1. The Texas Chain Saw Massacre (Tobe Hooper, 1974)
This was the movie that introduced me to the notion that film is an art form.
2. Night Tide (Curtis Harrington, 1961)
I was fortunate to befriend Curtis Harrington, the writer/director of Night Tide, before he passed away in 2007. I always felt that his film was a perfect combination of mystique, love and horror.
3. Suspiria (Dario Argento, 1977)
The ultimate cocaine movie.
4. Night of the Living Dead (George A. Romero, 1968)
Sometimes the first of a genre ends up being the best.
5. Alien (Ridley Scott, 1979)
The ultimate example of how a B-movie concept in the hands of a great Hollywood director equals a blockbuster masterpiece.
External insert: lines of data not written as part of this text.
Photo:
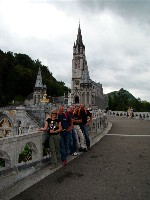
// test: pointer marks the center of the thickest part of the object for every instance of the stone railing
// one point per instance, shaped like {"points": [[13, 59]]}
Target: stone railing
{"points": [[136, 115], [12, 146]]}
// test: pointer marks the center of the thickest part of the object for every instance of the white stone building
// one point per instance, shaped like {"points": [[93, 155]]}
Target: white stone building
{"points": [[83, 89]]}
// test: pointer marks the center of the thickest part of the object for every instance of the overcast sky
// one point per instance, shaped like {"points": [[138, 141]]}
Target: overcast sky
{"points": [[116, 35]]}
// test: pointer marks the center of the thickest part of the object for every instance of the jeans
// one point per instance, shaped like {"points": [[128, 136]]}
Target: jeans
{"points": [[54, 145], [72, 141], [64, 144], [85, 130], [79, 137]]}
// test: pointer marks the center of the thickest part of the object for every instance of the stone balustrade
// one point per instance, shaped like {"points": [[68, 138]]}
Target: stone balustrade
{"points": [[136, 115], [12, 146]]}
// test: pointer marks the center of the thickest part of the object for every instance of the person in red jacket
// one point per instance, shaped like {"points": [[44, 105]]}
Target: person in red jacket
{"points": [[86, 117]]}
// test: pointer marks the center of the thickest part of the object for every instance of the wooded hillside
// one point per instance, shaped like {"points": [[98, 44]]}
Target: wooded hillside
{"points": [[18, 74]]}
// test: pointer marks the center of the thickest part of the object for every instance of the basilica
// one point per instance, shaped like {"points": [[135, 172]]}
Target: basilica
{"points": [[83, 89]]}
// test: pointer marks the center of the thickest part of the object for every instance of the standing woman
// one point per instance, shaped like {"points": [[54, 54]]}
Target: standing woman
{"points": [[53, 125]]}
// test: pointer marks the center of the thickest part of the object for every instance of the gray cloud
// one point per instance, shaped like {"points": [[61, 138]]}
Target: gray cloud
{"points": [[115, 34]]}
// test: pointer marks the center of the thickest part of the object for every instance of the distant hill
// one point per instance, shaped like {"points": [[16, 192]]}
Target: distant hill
{"points": [[18, 74]]}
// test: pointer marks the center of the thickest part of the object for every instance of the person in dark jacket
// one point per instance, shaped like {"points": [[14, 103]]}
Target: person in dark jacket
{"points": [[53, 125], [86, 117]]}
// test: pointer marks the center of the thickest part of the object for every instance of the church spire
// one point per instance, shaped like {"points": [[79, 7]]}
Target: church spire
{"points": [[39, 83], [79, 42]]}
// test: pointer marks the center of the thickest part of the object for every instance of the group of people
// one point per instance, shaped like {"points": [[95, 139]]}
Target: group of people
{"points": [[68, 132]]}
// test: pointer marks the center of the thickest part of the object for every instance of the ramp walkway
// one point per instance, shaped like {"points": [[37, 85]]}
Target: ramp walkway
{"points": [[117, 168]]}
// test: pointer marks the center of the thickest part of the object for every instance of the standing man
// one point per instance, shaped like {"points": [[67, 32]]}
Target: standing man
{"points": [[86, 117], [67, 124], [53, 125]]}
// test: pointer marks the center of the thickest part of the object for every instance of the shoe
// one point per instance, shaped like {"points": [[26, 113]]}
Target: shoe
{"points": [[82, 149], [85, 150], [53, 166], [64, 162], [75, 154]]}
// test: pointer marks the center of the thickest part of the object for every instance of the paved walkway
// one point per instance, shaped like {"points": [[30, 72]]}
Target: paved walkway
{"points": [[117, 168]]}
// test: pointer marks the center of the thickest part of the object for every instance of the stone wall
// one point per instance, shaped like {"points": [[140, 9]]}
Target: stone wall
{"points": [[136, 115], [12, 146]]}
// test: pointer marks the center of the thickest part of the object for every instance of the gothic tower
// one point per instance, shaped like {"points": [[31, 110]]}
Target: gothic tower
{"points": [[81, 83], [39, 89]]}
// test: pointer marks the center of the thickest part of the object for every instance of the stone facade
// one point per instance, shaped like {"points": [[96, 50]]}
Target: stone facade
{"points": [[83, 89]]}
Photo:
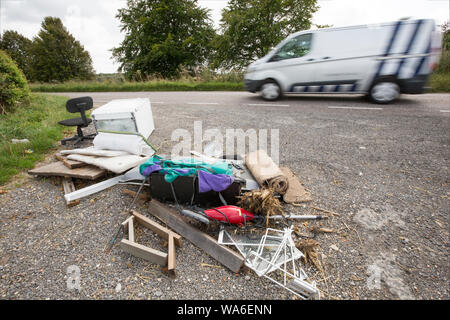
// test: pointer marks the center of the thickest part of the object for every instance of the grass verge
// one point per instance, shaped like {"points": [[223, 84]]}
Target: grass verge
{"points": [[154, 85], [37, 123]]}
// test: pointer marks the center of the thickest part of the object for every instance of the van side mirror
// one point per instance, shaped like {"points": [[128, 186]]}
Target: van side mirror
{"points": [[274, 58]]}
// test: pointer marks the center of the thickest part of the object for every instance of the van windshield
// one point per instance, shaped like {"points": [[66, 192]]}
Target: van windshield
{"points": [[295, 48]]}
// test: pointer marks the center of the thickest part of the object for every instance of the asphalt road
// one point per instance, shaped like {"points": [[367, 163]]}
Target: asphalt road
{"points": [[383, 168]]}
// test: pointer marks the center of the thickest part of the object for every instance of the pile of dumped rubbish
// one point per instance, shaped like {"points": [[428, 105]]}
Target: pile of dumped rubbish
{"points": [[238, 198]]}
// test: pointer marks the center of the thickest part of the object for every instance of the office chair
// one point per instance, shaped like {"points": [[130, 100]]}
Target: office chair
{"points": [[78, 105]]}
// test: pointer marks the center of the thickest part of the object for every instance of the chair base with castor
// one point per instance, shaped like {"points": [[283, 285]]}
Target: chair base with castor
{"points": [[78, 105]]}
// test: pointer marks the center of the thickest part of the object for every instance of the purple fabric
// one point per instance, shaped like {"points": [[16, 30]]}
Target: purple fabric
{"points": [[217, 182], [147, 171]]}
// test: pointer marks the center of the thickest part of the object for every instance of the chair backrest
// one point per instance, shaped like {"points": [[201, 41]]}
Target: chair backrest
{"points": [[80, 104]]}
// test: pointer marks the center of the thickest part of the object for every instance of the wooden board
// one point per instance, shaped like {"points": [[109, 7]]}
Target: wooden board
{"points": [[131, 229], [229, 258], [132, 193], [296, 192], [71, 164], [144, 252], [59, 169], [69, 187], [157, 228], [171, 257]]}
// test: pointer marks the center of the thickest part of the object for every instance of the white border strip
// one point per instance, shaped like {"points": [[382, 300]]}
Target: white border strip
{"points": [[354, 108]]}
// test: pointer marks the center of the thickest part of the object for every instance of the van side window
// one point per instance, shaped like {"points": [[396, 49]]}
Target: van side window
{"points": [[295, 48]]}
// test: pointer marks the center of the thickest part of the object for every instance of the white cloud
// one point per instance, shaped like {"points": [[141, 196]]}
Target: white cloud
{"points": [[94, 24]]}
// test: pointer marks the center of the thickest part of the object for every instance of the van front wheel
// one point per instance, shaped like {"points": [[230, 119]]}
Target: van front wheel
{"points": [[270, 90], [384, 92]]}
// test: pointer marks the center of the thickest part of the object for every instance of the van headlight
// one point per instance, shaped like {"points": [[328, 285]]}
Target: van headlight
{"points": [[250, 69]]}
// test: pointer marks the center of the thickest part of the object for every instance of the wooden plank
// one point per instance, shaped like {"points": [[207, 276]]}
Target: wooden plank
{"points": [[171, 256], [131, 229], [157, 228], [69, 187], [229, 258], [59, 169], [71, 164], [296, 192], [144, 252], [125, 225], [133, 194]]}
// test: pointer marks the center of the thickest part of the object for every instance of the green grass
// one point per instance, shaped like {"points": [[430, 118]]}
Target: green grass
{"points": [[153, 85], [439, 82], [37, 123]]}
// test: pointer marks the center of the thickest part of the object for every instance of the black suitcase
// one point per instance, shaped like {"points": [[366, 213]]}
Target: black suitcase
{"points": [[187, 191]]}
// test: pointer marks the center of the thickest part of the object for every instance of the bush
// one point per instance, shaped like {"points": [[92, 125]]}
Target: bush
{"points": [[13, 85]]}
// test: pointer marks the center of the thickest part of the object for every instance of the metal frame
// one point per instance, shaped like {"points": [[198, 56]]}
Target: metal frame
{"points": [[283, 261]]}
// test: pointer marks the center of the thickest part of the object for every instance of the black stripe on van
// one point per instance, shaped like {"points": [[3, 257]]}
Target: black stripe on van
{"points": [[389, 47], [408, 48], [322, 84], [421, 62]]}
6. Flesh for Frankenstein (Paul Morrissey, 1973)
Paul Morrissey, Andy Warhol, Frankenstein, camp, sex, death… all in the name of good taste.
7. Videodrome (David Cronenberg, 1983)
All I can say is that I love, love, love this film for its insanity and apocalyptic view of the digital revolution. And with a last line like “Long live the new flesh,” it’s pure poetry.
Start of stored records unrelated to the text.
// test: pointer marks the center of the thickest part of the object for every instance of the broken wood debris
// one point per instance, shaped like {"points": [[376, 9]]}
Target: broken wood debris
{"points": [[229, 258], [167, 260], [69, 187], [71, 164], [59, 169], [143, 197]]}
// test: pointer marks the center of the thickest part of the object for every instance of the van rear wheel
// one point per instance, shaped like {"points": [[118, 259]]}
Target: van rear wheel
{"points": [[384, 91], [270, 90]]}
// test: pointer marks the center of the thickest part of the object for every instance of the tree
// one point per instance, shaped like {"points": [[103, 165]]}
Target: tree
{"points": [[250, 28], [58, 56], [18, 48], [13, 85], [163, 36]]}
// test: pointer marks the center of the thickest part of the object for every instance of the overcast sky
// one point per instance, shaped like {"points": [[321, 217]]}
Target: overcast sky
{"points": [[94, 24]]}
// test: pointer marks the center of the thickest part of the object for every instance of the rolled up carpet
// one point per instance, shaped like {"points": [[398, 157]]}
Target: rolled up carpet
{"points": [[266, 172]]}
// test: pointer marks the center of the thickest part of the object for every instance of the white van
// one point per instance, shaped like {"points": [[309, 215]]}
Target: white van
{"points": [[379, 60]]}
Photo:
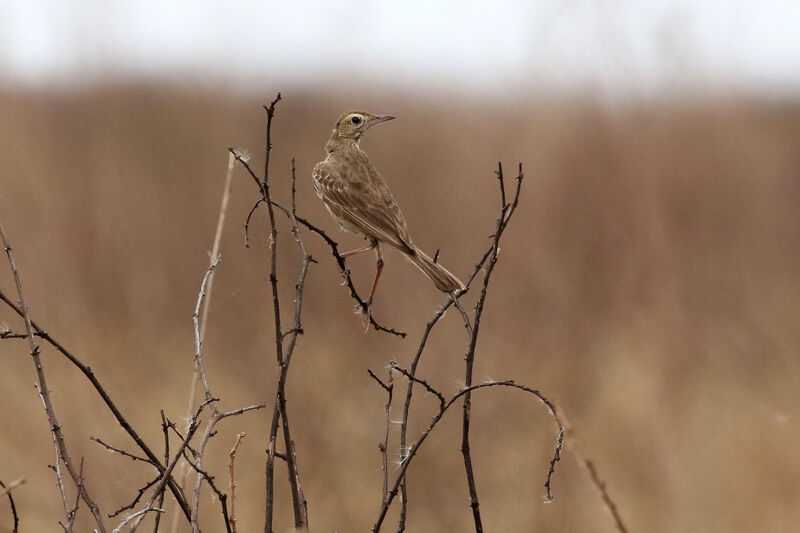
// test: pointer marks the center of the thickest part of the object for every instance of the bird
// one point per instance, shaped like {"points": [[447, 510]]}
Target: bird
{"points": [[360, 200]]}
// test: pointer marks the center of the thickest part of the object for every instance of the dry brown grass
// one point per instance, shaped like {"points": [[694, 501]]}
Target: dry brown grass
{"points": [[649, 286]]}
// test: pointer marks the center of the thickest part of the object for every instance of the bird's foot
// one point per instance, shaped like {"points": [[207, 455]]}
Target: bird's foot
{"points": [[346, 275]]}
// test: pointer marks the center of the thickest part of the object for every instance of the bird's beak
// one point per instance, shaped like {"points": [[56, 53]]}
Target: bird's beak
{"points": [[380, 118]]}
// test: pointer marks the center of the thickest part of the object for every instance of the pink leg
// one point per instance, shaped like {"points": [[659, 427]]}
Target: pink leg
{"points": [[372, 244], [379, 255]]}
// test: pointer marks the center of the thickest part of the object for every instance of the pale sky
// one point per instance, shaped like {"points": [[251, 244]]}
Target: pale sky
{"points": [[648, 46]]}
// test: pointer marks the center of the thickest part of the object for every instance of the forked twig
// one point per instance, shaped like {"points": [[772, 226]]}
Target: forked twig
{"points": [[232, 456], [44, 393]]}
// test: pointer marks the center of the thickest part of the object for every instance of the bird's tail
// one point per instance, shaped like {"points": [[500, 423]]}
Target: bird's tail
{"points": [[443, 279]]}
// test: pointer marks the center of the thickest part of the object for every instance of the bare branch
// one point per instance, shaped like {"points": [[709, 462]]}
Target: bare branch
{"points": [[167, 475], [44, 392], [121, 452], [383, 446], [5, 490], [232, 455], [422, 382], [121, 420], [136, 516], [413, 448]]}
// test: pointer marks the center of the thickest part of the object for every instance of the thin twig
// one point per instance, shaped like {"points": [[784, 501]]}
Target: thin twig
{"points": [[160, 499], [413, 448], [5, 490], [422, 382], [384, 446], [136, 516], [232, 455], [502, 220], [121, 420], [283, 353], [209, 432], [119, 451], [167, 475], [591, 470], [198, 336], [44, 392]]}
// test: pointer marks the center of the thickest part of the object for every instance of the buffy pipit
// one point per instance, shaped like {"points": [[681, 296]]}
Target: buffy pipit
{"points": [[359, 199]]}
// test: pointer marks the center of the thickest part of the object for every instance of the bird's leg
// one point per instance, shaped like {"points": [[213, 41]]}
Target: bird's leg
{"points": [[379, 266], [372, 244], [346, 273]]}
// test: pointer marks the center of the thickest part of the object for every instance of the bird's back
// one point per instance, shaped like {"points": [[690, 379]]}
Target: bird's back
{"points": [[357, 196]]}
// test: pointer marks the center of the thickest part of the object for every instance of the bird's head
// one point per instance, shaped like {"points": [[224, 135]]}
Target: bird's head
{"points": [[354, 124]]}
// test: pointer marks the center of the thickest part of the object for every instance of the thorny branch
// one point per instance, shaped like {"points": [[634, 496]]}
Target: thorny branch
{"points": [[412, 450], [283, 353], [340, 261], [486, 264], [121, 420], [44, 392], [384, 446], [232, 456], [216, 414], [167, 475]]}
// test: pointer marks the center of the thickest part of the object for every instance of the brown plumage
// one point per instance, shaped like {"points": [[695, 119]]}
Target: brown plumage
{"points": [[359, 199]]}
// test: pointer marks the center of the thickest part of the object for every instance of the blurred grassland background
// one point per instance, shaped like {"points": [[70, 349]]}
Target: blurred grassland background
{"points": [[648, 283], [648, 286]]}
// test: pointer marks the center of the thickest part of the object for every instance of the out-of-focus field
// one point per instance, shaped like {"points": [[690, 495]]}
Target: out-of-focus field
{"points": [[649, 286]]}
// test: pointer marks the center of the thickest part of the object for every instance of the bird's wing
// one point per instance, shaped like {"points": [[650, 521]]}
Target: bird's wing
{"points": [[368, 207]]}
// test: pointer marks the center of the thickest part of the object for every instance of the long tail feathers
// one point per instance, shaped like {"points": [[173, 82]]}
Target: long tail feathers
{"points": [[440, 276]]}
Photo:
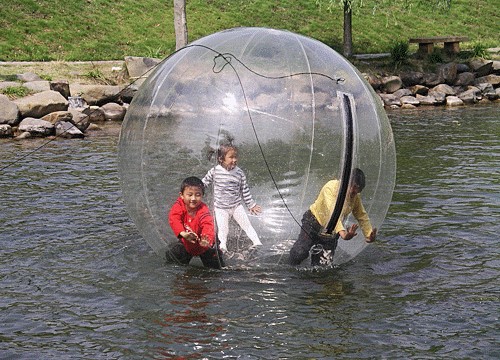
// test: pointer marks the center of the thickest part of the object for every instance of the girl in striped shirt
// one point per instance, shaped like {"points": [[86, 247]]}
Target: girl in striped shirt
{"points": [[230, 190]]}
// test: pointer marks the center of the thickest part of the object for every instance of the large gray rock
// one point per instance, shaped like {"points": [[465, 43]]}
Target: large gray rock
{"points": [[113, 111], [409, 100], [419, 89], [62, 87], [390, 84], [443, 88], [6, 131], [28, 76], [426, 100], [57, 116], [470, 96], [37, 86], [411, 78], [447, 73], [490, 79], [390, 100], [452, 101], [41, 104], [9, 113], [37, 127], [465, 79], [96, 94], [81, 120], [68, 130], [481, 67], [140, 67]]}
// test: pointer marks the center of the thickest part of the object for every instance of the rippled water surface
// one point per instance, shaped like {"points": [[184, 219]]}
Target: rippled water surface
{"points": [[77, 280]]}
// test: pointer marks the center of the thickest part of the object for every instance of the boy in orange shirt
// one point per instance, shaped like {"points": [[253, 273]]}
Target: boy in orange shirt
{"points": [[193, 225]]}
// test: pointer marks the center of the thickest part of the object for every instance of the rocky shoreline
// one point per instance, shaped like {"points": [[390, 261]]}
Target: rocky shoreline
{"points": [[73, 110]]}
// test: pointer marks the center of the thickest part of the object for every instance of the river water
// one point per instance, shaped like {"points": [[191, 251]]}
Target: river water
{"points": [[78, 281]]}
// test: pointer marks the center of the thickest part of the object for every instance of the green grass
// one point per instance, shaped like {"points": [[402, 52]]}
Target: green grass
{"points": [[81, 30]]}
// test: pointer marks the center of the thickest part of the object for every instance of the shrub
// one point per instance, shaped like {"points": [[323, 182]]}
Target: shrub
{"points": [[435, 56], [14, 92], [400, 53]]}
8. The Shining (Stanley Kubrick, 1980)
Seeing The Shining is like watching a painting of pure terror. It has no purpose, sexuality or function other than to completely terrorize you.
9. Kwaidan (Masaki Kobayashi, 1965)
When it comes to ghost stories, no one does it better than the Japanese.
10. Night of the Hunter (Charles Laughton, 1955)
For me, Night of the Hunter has always been one of the greatest horror film titles. It is truly a very frightening fairy-tale. MM
Refn’s book Nicolas Winding Refn: The Act of Seeing (released fall 2015) is a hardcover volume showcasing the director’s personal collection of 300-plus vintage exploitation-era posters. His next feature film, The Neon Demon, opens in theaters summer 2016.
This article appears in MovieMaker‘s Fall 2015 issue and Guide to Making Horror Movies.